We strive for accuracy and sober-minded assessments of partnerships with the private sector.
If you need any more information on the ins-and-outs of PPPs and what to do if you've got one coming up in your area, don't hesitate to contact us.
For more than two decades now, public-private partnerships (PPPs) have been touted across Europe and beyond as a shiny new way of building and running infrastructure like motorways, hospitals, schools and prisons. While only a few countries such as the UK, Spain, Hungary and Portugal have actually undertaken large numbers of PPP projects, PPP evangelists have been busy spreading the gospel all over the continent.
CEE Bankwatch Network, the creators of this website, started to examine PPPs in the mid-2000s as they became increasingly trendy among governments in central and eastern Europe, backed by institutions such as the European Bank for Reconstruction and Development, the European Commission and the European Investment Bank.
Here was a way for governments to build expensive - and in some cases environmentally damaging - infrastructure now but push the (very high) costs onto future generations, without consulting the public about it.
The Arab Spring - a revolution or a business opportunity?
“What do we want? PPPs! When do we want them? Now!”
Don't remember hearing this chant during the Arab Spring protests? Nor do we.
Egypt in particular had painful experiences with privatisation and corruption during the Mubarak years, which makes PPPs rather tricky. Yet since the revolutions both the European Investment Bank and European Bank for Reconstruction and Development, which are to commence and step up their activities in the region respectively, have - typically - highlighted PPPs as a promising area for investment. (See for example the EBRD here (pdf) and the EIB here (pdf).)
Wouldn't it be better to sort out some more basic elements of democracy and accountability before handing out overpriced 30-year contracts to large companies?
We're not talking here about small-scale, short-term outsourcing contracts for collecting paper for recycling or maintaining vending machines. We're talking 30-year deals for constructing and operating infrastructure that is more usually considered public.
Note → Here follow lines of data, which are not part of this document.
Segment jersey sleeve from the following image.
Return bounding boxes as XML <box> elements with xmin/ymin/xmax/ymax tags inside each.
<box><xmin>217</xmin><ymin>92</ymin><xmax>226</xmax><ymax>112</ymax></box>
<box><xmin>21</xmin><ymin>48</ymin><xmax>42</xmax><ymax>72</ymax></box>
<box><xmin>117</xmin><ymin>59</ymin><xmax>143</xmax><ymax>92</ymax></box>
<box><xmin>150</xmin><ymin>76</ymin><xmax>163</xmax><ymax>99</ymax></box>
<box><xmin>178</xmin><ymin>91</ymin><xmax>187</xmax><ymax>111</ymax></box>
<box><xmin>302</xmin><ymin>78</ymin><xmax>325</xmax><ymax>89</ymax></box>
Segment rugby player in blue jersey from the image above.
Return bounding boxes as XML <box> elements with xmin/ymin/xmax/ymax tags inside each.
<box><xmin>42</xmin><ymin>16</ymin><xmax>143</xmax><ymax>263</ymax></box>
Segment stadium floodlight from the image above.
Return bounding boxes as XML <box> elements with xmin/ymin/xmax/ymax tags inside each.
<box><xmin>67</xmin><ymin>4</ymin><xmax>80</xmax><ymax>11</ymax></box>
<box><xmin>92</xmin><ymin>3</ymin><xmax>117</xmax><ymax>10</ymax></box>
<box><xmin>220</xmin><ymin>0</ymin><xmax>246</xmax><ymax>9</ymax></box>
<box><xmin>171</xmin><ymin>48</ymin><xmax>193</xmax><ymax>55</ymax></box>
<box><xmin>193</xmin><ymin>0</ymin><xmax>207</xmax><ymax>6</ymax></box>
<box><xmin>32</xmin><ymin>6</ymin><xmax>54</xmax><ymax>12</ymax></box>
So a bad decision has to be paid off for around three decades.
PPPs and the economic crisis
Since the beginning of the global economic crisis in 2008, the model has taken hard blows. The crisis has exposed the extent of the hidden PPP debts in countries like Hungary, Portugal, and the UK and forced governments to slow down or completely stop developing new PPPs and to review existing ones.
But while the most affected countries are undertaking serious reviews, there are few signs of the lessons being learnt elsewhere, and since the Arab Spring uprisings of early 2011, the PPP evangelists have been busy pushing their frontiers into the southern Mediterranean as well.